Claro que Montaigne, no caso, parece não acolher as afirmações confiantes do

humanismo, visto que se trata de uma época de guerras entre o partido católico e o partido

protestante, de revisão de valores, tempo propício à crítica e ao ceticismo (TELES, 2000).

Desde o seu surgimento com Pirro, o ceticismo constitui-se em uma filosofia de tempos de

crise.

Estávamos argumentando que na retomada dos pensadores da Antiguidade feita no

Renascimento há que se destacarem, entre eles, os escritos do pirrônico Sexto Empírico

(2000). Na realidade, porém, o ceticismo grego chegou aos pensadores do Renascimento,

especialmente, alem dos escritos de Sexto Empírico (2000), por meio dos textos de Cícero

(1994), de Diógenes Laércio (1977) e de Santo Agostinho (2009).

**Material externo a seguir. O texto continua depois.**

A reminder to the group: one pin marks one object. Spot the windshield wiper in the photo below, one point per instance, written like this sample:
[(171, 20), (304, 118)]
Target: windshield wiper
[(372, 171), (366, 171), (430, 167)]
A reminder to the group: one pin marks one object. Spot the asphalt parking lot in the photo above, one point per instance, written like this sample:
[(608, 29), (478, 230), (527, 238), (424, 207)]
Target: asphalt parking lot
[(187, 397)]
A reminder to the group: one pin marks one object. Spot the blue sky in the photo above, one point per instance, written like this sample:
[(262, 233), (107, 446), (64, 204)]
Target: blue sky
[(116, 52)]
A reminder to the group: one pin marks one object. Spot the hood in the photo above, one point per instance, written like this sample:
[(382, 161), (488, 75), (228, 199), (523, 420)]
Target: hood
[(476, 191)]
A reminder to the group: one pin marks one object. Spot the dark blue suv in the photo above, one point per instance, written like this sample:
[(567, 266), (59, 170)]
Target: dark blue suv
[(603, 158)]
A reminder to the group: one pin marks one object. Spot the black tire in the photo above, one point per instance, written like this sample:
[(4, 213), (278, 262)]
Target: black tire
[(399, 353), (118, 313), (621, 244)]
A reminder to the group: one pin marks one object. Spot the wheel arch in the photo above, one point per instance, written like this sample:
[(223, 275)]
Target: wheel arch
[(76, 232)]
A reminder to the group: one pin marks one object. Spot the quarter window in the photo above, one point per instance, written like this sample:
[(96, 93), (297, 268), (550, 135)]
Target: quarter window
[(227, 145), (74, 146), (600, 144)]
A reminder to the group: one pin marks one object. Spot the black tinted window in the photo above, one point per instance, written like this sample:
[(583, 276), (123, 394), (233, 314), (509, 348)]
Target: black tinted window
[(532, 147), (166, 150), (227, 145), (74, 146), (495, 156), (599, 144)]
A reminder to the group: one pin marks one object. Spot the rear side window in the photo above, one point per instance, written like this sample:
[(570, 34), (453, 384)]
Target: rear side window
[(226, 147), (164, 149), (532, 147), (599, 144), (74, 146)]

Depois do ‘esquecimento’ do ceticismo, por séculos, ele foi retomado no

Renascimento. Popkin (2000) escreve que uma das principais vias por meio das quais as

posições céticas adentraram no pensamento do final do Renascimento foi uma disputa

fundamental trazida pela Reforma, qual seja, a questão acerca do que seria o padrão correto

do conhecimento religioso (a chamada ‘regra da fé’). Ora, essa discussão levantava um dos

problemas clássicos dos pirrônicos gregos: o problema do critério de verdade. Os céticos

entendiam que na busca pela verdade, não se encontra ‘a Verdade’, mas apenas ‘verdades’.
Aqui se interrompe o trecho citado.